Met ‘die Schele’ bedoelt Jan Boskamp in dit geval René van der Gijp. Hij heeft de vaste gewoonte om iedereen bij een bijnaam te noemen. Dat maakt een gesprek er voor buitenstaanders niet altijd gemakkelijk op. Je moet een tijdje in zijn gezelschap verkeren om erachter te komen dat ‘Wimpie’ een alias voor Wim Jansen is, niet te verwarren met ‘Willem’, ook wel ‘die Kromme’ genaamd, en dat ‘die Schele’ in dit geval dus René van der Gijp is maar soms ook willekeurig welke andere brildrager, omdat ze allemaal dezelfde bijnaam hebben als Rinus Israel, de bekendste ‘Schele’, die op zijn beurt weer een berucht duo vormde met ‘die Dikke’, bij het grote publiek beter bekend als Theo Laseroms. Verder had je dan nog ‘die Kale’, zoals Boskamp de oud-keeper Eddy Treijtel altijd aanduidt, alsmede ‘die Kleine’ of gewoon ‘Coentje’ en ‘die Rooie’, waarmee dan de voormalig rechtsback Piet Romeijn wordt bedoeld. ‘Die Witte’, is trouwens Aad de Mos, maar dat is weer een heel ander verhaal.

Dan gaat plotseling de deur open en is daar de entree van René van der Gijp. Jan Boskamp veert op, gooit er wat krachttermen uit, pakt dan eerst de hand en later de hele arm van Van der Gijp en begint daar eens flink aan te wrikken. Dan geeft hij hem een vriendelijk bedoelde klap tegen zijn achterhoofd en roffelt nog even op zijn buik. ‘Dat werd tijd mannetje’, zegt hij, ‘anders was ik je komen halen.’ Al snel worden de twee alweer aangetroffen in een hoekje van de redactieruimte, bekvechtend over de vraag welke speler in het tweede elftal van FC Barcelona nu het meeste talent heeft.

Toen hij eerder die avond door de klapdeuren van de studio kwam, zag René van der Gijp er bleek en gespannen uit. Niet voor niets zouden drie mensen achter elkaar aan hem vragen of het klopte dat hij zo was afgevallen. Maar even later, op zijn vaste stoel, onder het vleiende kunstlicht van de studio en met de draaiende camera’s om hem heen, is daar opeens niets meer van te merken. De krampachtigheid van een paar dagen eerder is plotseling verdwenen. Hij lijkt ergens van bevrijd. René van der Gijp heeft op slag weer het losse dat hij als rechtsbuiten ook al had.

‘René was een echte momentenvoetballer’, had Hugo Borst al gezegd. ‘Alles stond stil, tot vlak voor het moment waarop het moest gebeuren.
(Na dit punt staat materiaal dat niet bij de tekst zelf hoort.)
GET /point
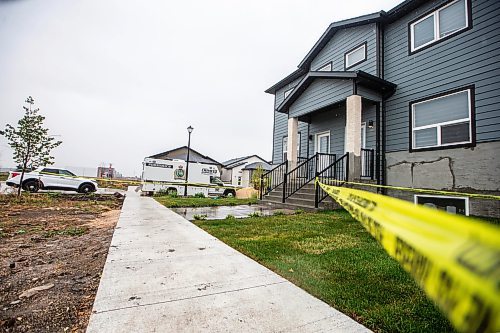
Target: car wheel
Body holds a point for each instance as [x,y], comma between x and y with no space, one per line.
[86,188]
[172,191]
[229,194]
[31,186]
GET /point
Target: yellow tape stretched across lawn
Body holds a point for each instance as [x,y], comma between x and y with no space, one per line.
[455,259]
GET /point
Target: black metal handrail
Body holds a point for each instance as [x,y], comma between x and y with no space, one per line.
[367,163]
[334,174]
[273,178]
[305,172]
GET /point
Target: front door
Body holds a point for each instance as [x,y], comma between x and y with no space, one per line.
[364,166]
[323,147]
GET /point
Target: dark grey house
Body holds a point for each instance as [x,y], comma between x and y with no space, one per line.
[408,97]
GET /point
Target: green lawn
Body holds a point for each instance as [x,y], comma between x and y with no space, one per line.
[172,202]
[332,257]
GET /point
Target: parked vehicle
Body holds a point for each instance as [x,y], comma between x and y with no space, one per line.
[51,179]
[170,176]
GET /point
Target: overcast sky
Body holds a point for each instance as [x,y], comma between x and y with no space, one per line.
[119,80]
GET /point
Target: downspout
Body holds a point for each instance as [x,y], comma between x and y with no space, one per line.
[308,133]
[384,143]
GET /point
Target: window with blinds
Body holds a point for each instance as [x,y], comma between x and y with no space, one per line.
[442,121]
[439,24]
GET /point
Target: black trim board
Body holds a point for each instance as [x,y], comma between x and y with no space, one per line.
[458,32]
[472,89]
[361,78]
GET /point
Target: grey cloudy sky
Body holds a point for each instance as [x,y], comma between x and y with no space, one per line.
[119,80]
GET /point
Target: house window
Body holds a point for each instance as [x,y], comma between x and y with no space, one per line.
[323,143]
[325,68]
[442,121]
[355,56]
[453,205]
[439,24]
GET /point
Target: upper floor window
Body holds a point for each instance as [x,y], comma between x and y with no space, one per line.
[325,68]
[439,24]
[355,56]
[442,121]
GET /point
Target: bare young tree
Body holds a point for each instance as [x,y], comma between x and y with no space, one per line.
[30,140]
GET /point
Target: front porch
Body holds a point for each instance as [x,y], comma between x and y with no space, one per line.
[336,139]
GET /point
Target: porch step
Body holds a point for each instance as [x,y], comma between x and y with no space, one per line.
[302,199]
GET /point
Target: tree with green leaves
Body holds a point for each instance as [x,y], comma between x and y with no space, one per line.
[30,140]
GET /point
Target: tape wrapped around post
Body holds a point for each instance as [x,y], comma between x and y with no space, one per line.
[455,259]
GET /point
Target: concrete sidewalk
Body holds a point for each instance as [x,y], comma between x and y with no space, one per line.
[164,274]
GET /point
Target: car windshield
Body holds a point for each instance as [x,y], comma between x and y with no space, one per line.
[215,180]
[66,173]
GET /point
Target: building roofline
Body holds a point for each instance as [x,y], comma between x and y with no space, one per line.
[289,78]
[384,17]
[171,150]
[333,28]
[360,77]
[239,159]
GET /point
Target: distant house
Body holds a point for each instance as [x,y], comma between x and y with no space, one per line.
[249,169]
[181,154]
[237,171]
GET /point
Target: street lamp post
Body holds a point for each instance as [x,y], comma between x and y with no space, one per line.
[190,129]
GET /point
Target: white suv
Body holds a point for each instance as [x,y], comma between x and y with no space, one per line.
[51,179]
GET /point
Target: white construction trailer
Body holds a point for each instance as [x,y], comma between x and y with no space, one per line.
[170,176]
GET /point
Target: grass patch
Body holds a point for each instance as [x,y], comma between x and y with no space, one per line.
[331,256]
[174,202]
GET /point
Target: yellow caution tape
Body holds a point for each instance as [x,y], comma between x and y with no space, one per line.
[456,260]
[420,190]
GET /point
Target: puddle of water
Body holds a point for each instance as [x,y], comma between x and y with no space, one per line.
[221,212]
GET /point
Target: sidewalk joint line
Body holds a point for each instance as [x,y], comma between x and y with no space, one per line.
[192,297]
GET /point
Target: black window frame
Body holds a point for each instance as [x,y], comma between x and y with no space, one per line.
[469,26]
[472,120]
[465,199]
[365,44]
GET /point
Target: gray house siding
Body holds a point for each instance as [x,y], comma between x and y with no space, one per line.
[344,41]
[320,94]
[281,123]
[469,58]
[332,120]
[280,130]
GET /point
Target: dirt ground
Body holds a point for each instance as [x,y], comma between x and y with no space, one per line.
[58,243]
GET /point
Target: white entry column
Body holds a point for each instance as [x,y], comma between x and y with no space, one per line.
[293,137]
[353,125]
[353,135]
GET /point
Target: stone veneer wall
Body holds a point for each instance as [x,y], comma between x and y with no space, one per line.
[472,170]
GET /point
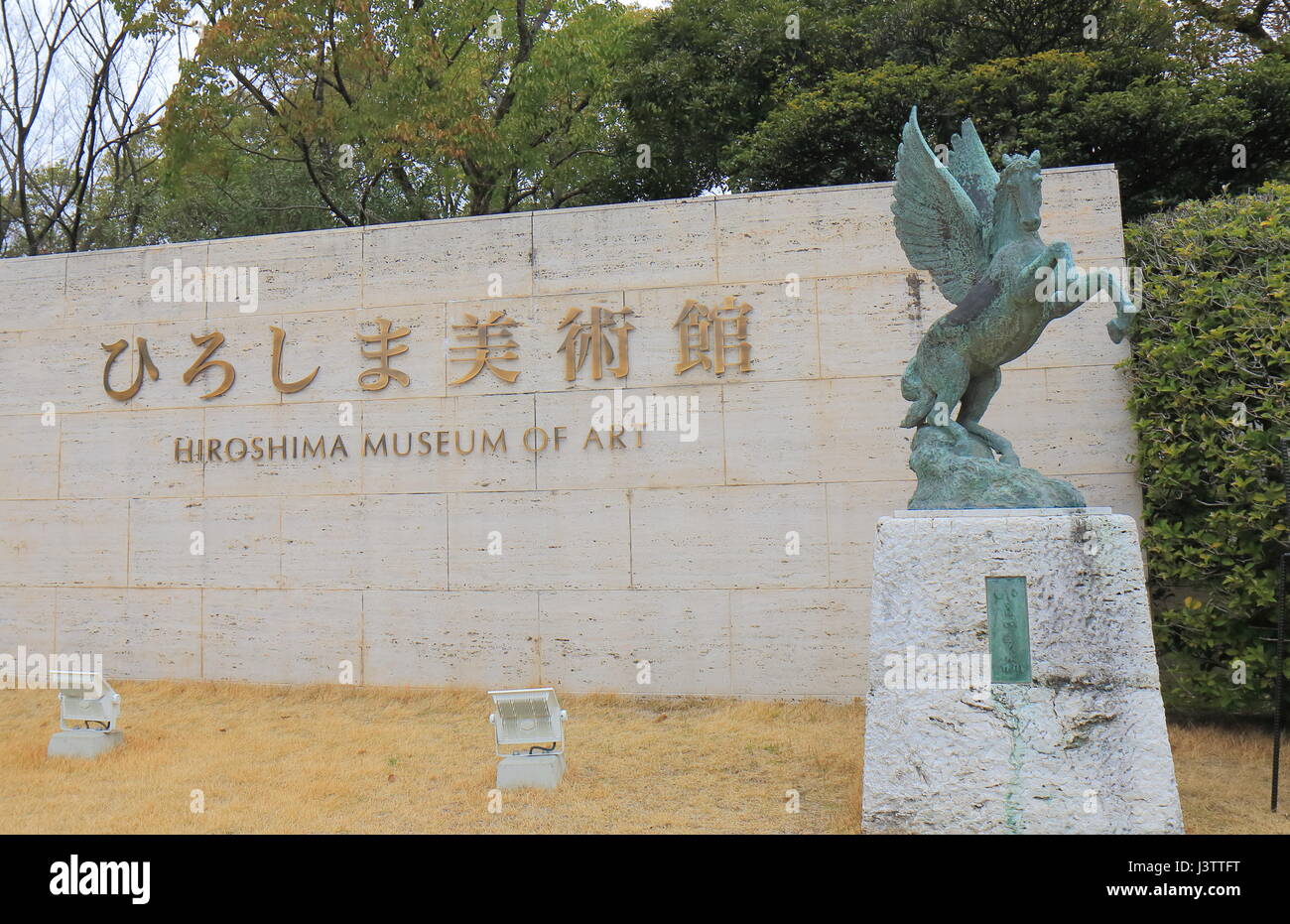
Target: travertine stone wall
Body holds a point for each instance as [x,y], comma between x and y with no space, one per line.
[671,553]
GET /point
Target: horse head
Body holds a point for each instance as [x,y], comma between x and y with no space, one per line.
[1018,198]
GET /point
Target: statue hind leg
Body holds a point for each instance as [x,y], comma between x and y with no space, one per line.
[975,400]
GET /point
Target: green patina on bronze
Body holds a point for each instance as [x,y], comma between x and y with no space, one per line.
[975,230]
[1009,630]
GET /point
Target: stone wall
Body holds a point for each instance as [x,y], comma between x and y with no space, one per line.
[669,551]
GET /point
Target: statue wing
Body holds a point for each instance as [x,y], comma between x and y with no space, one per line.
[971,168]
[937,222]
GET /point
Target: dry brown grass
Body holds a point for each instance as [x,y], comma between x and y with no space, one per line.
[342,759]
[1225,778]
[318,759]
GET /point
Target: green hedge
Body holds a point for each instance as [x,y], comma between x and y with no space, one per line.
[1214,331]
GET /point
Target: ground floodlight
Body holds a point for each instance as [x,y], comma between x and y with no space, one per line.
[84,697]
[528,729]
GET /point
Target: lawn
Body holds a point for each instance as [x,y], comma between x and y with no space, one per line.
[352,759]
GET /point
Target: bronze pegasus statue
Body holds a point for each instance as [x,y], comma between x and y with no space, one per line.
[975,231]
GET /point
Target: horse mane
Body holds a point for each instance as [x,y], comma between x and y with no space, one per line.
[1014,164]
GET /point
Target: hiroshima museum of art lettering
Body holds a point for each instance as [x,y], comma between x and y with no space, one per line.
[536,450]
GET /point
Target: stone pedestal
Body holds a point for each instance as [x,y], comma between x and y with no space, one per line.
[1080,748]
[82,743]
[530,770]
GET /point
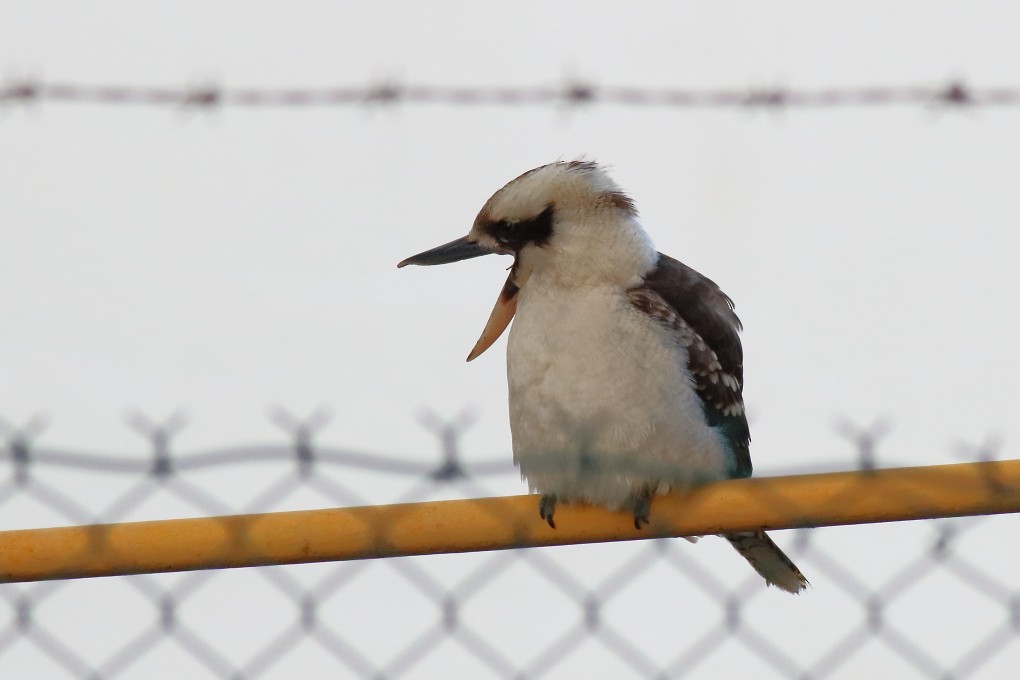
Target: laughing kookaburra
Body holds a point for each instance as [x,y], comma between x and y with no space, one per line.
[624,366]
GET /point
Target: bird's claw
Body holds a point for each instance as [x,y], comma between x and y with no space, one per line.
[547,507]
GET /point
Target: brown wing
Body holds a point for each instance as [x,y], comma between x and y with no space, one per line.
[703,318]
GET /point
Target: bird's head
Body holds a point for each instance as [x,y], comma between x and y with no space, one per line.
[567,220]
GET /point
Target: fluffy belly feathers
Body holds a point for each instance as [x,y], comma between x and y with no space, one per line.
[601,403]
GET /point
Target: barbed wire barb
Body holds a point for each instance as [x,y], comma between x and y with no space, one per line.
[572,93]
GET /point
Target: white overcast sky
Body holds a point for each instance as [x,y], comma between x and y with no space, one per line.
[222,262]
[225,261]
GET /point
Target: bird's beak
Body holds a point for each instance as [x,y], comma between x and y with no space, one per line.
[506,304]
[455,251]
[503,311]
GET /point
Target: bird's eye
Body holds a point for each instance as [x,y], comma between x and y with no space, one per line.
[505,230]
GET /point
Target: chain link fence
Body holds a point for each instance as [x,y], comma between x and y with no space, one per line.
[911,599]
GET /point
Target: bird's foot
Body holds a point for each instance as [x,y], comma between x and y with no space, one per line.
[547,507]
[642,505]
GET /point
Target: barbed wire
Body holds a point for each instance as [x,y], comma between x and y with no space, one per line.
[955,93]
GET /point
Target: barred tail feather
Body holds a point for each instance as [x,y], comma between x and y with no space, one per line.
[768,560]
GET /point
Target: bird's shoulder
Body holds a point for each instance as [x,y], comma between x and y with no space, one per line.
[702,318]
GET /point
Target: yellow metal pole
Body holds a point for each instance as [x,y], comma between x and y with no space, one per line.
[498,523]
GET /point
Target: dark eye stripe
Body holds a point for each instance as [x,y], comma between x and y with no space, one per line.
[517,234]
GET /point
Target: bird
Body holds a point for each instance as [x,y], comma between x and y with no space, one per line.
[624,366]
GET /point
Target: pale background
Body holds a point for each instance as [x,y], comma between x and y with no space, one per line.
[223,261]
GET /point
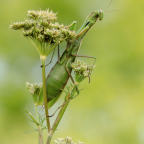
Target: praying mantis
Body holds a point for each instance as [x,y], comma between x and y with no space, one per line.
[61,71]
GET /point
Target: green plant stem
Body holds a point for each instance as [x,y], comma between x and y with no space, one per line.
[39,127]
[61,113]
[57,121]
[44,93]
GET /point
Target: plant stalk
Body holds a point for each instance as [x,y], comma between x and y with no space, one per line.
[44,93]
[39,127]
[61,113]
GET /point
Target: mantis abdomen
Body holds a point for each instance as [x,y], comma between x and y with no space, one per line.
[56,80]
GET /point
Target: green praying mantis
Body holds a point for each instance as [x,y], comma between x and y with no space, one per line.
[61,71]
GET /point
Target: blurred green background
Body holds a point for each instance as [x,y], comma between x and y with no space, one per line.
[110,110]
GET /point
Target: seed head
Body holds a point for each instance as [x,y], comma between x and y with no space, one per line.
[42,30]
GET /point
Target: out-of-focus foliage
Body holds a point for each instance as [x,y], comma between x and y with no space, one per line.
[110,110]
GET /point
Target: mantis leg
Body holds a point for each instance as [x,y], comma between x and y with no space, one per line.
[51,59]
[58,54]
[70,75]
[76,55]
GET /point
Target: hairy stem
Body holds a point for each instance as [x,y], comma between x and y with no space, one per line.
[44,93]
[39,127]
[61,113]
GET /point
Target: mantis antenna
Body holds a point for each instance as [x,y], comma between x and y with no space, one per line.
[108,7]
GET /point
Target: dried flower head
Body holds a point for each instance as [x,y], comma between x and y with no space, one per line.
[82,70]
[41,29]
[34,89]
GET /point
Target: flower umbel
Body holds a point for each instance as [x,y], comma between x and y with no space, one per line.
[42,31]
[81,70]
[67,140]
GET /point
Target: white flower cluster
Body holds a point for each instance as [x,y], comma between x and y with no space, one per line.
[34,89]
[40,27]
[67,140]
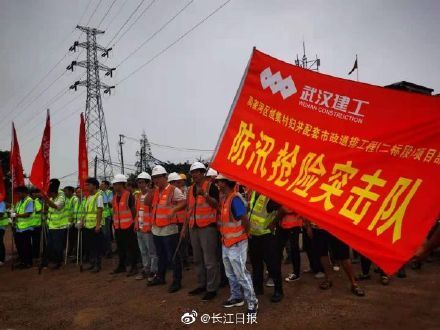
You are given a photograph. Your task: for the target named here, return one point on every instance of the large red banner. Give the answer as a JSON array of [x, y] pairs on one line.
[[40, 173], [361, 161]]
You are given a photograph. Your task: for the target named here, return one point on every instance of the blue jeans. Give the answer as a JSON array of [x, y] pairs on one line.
[[148, 252], [234, 259]]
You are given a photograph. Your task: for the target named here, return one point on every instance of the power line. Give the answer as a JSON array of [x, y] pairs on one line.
[[135, 21], [155, 33], [106, 13], [174, 42], [126, 21]]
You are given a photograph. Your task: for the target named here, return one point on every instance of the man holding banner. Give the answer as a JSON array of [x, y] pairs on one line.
[[360, 161]]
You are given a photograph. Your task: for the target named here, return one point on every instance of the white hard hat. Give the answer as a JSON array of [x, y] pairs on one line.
[[145, 176], [197, 166], [174, 177], [158, 170], [211, 172], [221, 177], [119, 178]]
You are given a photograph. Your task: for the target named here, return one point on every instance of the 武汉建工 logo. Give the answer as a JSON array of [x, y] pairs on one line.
[[285, 86]]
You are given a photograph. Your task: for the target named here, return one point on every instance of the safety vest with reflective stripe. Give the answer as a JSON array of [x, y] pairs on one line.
[[144, 222], [20, 208], [36, 216], [291, 220], [91, 211], [199, 211], [122, 217], [232, 230], [162, 206], [57, 219], [258, 216]]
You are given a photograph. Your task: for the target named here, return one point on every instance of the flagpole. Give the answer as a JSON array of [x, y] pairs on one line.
[[357, 69]]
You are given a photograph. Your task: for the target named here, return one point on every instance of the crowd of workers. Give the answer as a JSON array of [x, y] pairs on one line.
[[160, 219]]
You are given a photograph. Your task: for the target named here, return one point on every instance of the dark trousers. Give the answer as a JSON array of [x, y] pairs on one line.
[[366, 264], [126, 242], [23, 242], [93, 243], [263, 250], [2, 245], [36, 239], [56, 241], [314, 261], [165, 248], [292, 236]]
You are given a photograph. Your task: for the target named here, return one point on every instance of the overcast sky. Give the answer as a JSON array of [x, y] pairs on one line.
[[182, 98]]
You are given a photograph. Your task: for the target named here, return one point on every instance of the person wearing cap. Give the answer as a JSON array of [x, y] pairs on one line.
[[91, 225], [179, 181], [124, 212], [107, 196], [143, 229], [203, 199], [165, 202], [57, 221], [234, 228], [22, 216]]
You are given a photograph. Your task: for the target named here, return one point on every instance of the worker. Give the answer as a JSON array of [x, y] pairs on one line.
[[263, 245], [4, 221], [57, 220], [22, 218], [36, 223], [324, 242], [234, 228], [166, 201], [211, 174], [288, 230], [203, 203], [143, 229], [180, 182], [124, 212], [107, 195], [91, 224]]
Als voetballer bestond René’s bijdrage aan de wedstrijd uit een opeenstapeling van sprints en acties en daarna was er weer een tijdje een complete rust. En eigenlijk ziet zijn leven er nog steeds zo uit. Thuis is er rust en aan tafel bij Voetbal International is er energie.’

‘Ik heb altijd het idee gehad dat René als voetballer al op een speciale manier met de mensen op de tribune kon communiceren. Hij keek ze niet aan of zo, maar hij was zich er wel van bewust dat hij niet alleen voetballer was, maar ook een soort artiest. René is iemand vol tegenstrijdigheden. Hij houdt graag afstand tot de buitenwereld, maar hij was toch ook een echte publieksspeler. Als ik aan de jonge René van der Gijp terugdenk, zie ik hem ook in dat prachtige ouderwetse Sparta-shirt schouderophalend op het veld staan, misschien met een iets te overdreven mimiek. René speelde met het publiek, zonder dat hij zich direct tot hen richtte. Toch wist hij altijd de aandacht van begin tot eind vast te houden. Dat is heel knap. Dat is een gave. Het is gewoon een geboren entertainer, die jongen.’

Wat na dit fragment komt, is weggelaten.